Les hautes murailles de la
forteresse se dressaient devant eux. Ils venaient de déboucher à la lisière des bois et un spectacle de désolation absolue s'offrait à leurs yeux. Sur plusieurs lieues, nul arbre, pas la moindre végétation, une plaine de roches arides et brûlées s'étendait devant eux. Au bout de ces terres mortes, le tumulte d'un torrent, aussi large qu’infranchissable mais qu'enjambait un impressionnant pont. Plus loin encore, les murailles de la forteresse et les lourdes portes d'acier qui en interdisaient l'accès. La forteresse s'élevait, taillée dans la montagne, sertie de tours, de remparts, de chausses trappes. Derrière on pouvait apercevoir le château de la souveraine de la cité, autant majestueux qu’effrayant. Une brume sombre enveloppait la ville, comme si elle allait être avalée par celle-ci.
Ils fixaient cette masse sombre avec appréhension, tandis qu'ils s'alignaient en formation d'attaque dans la plaine. Les plus aguerris quêtaient sur le visage du seigneur Sillus un signe qui leur eut permis de comprendre ce qu'il attendait d'eux. Mais rien ne transparaissait. Posté au milieu des portes étendards, entouré par les soieries flamboyantes qui flottaient au vent, il se tenait, silencieux, les yeux rivés à la forteresse. C'était folie de s'avancer ainsi sur la plaine, tous étaient unanimes sur ce point au moins. Ils étaient à découverts, sans machine de guerre, pas la moindre tour d'assaut, pas de baliste, pas même un bélier pour attaquer la porte.

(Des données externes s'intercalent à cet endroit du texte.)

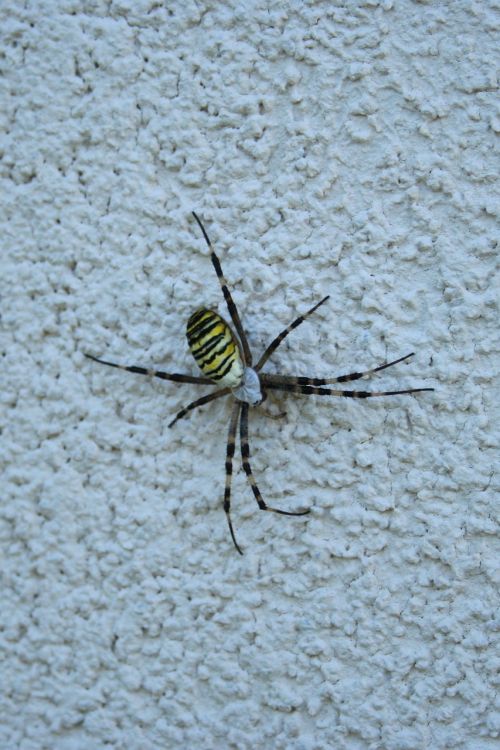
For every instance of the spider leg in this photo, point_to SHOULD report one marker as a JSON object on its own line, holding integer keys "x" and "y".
{"x": 293, "y": 380}
{"x": 277, "y": 341}
{"x": 233, "y": 312}
{"x": 245, "y": 455}
{"x": 199, "y": 402}
{"x": 291, "y": 387}
{"x": 179, "y": 378}
{"x": 231, "y": 440}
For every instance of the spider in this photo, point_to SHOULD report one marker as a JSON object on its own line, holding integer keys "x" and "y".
{"x": 225, "y": 359}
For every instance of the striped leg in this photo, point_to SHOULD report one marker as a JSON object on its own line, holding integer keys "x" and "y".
{"x": 233, "y": 312}
{"x": 315, "y": 391}
{"x": 199, "y": 402}
{"x": 154, "y": 373}
{"x": 245, "y": 455}
{"x": 293, "y": 380}
{"x": 277, "y": 341}
{"x": 231, "y": 440}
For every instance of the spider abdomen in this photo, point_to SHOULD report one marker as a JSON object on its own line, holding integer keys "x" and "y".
{"x": 215, "y": 348}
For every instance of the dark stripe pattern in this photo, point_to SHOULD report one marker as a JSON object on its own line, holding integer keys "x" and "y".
{"x": 214, "y": 348}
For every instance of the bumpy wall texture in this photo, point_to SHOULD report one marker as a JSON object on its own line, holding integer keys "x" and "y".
{"x": 342, "y": 148}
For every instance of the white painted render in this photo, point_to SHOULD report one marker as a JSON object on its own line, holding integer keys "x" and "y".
{"x": 343, "y": 148}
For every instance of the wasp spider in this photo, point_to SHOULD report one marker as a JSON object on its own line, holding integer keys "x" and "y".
{"x": 225, "y": 359}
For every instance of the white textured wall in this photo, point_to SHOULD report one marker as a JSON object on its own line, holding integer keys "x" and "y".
{"x": 331, "y": 147}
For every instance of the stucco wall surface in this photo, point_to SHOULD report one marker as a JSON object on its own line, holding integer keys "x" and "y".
{"x": 342, "y": 148}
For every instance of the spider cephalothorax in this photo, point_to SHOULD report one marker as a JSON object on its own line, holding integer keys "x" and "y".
{"x": 225, "y": 359}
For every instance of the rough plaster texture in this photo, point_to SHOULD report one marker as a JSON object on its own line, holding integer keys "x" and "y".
{"x": 331, "y": 147}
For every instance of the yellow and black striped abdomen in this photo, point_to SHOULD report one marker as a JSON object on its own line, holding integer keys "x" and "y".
{"x": 214, "y": 347}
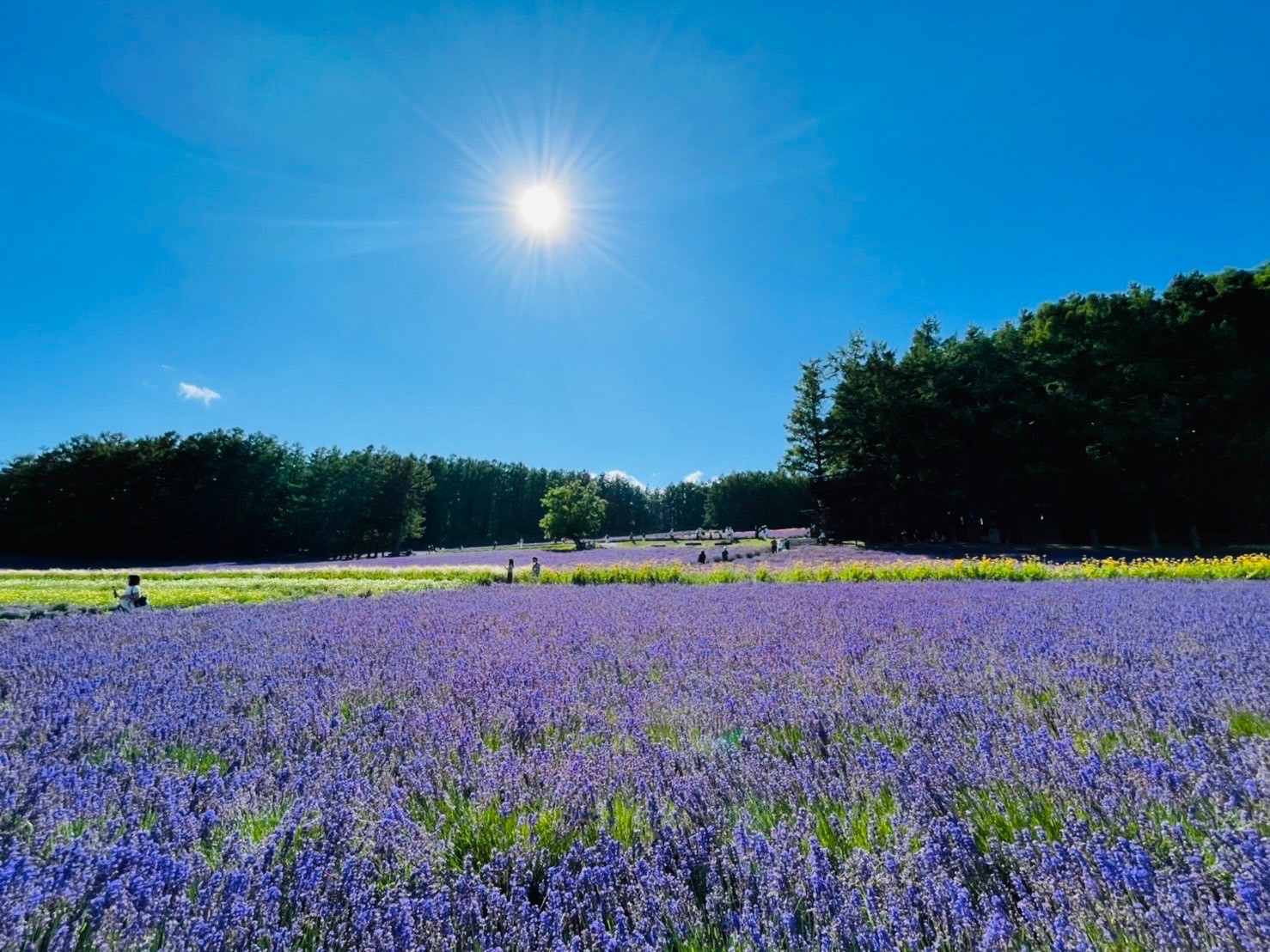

Ils s'étaient mis en formation, rangés en bataillon, armes au poing et avançaient sur le sol calciné, le couvert des arbres s'éloignant de plus en plus : ils seraient bientôt à la merci des assauts des Morts-Vivants. L'évocation de ces monstres faisait passer des frissons dans le dos des soldats. Les guerriers de Fanellons avançaient néanmoins vers la forteresse, suivant Sillus, le guide et le plus sage des guerriers que la Cité Blanche n'eut jamais connu. Ils le suivraient, même s'il devait les emmener à la mort. À ses côtés, ce serait une mort honorable. Nul ne connaissait son plan. Au dernier moment, il envoyait des messages auprès des chefs de troupes, pour donner ses ordres.
Iseldra se tenait sur le premier rempart et observait la ligne que formait l'armée dans la plaine. Qu'espérait donc cet imbécile ? L'impressionner avec l'étalage de son armée ? Lui faire peur ? La pousser à se rendre pour éviter la confrontation ? Ses yeux se portèrent sur la grande cour intérieure du château où ses nécromanciens trépignaient d'impatience. Plusieurs milliers de fanatiques assoiffés de sang se préparaient à jaillir des sous-sols pour se lancer sur les pathétiques guerriers de la terre des Fanellons. Elle sourit doucement. Peut-être n'auraient-ils pas même besoin de se battre. Elle fit un signe de la tête à son bras droit, Cydalyse, qui agita un étendard noir. Un grondement sourd se fit entendre alors que les premiers guerriers s’élançaient. Ils étaient impressionnants, noirs comme l'enfer, cuirassés et grondants. Leurs pas étaient rapides et majestueux tandis qu'ils avançaient vers l'armée ennemie. Ces derniers n'auraient pas le temps de rejoindre le couvert des arbres avant que les nécromanciens ne soient sur eux. Ce soir, la plaine sentirait la chair rôtie.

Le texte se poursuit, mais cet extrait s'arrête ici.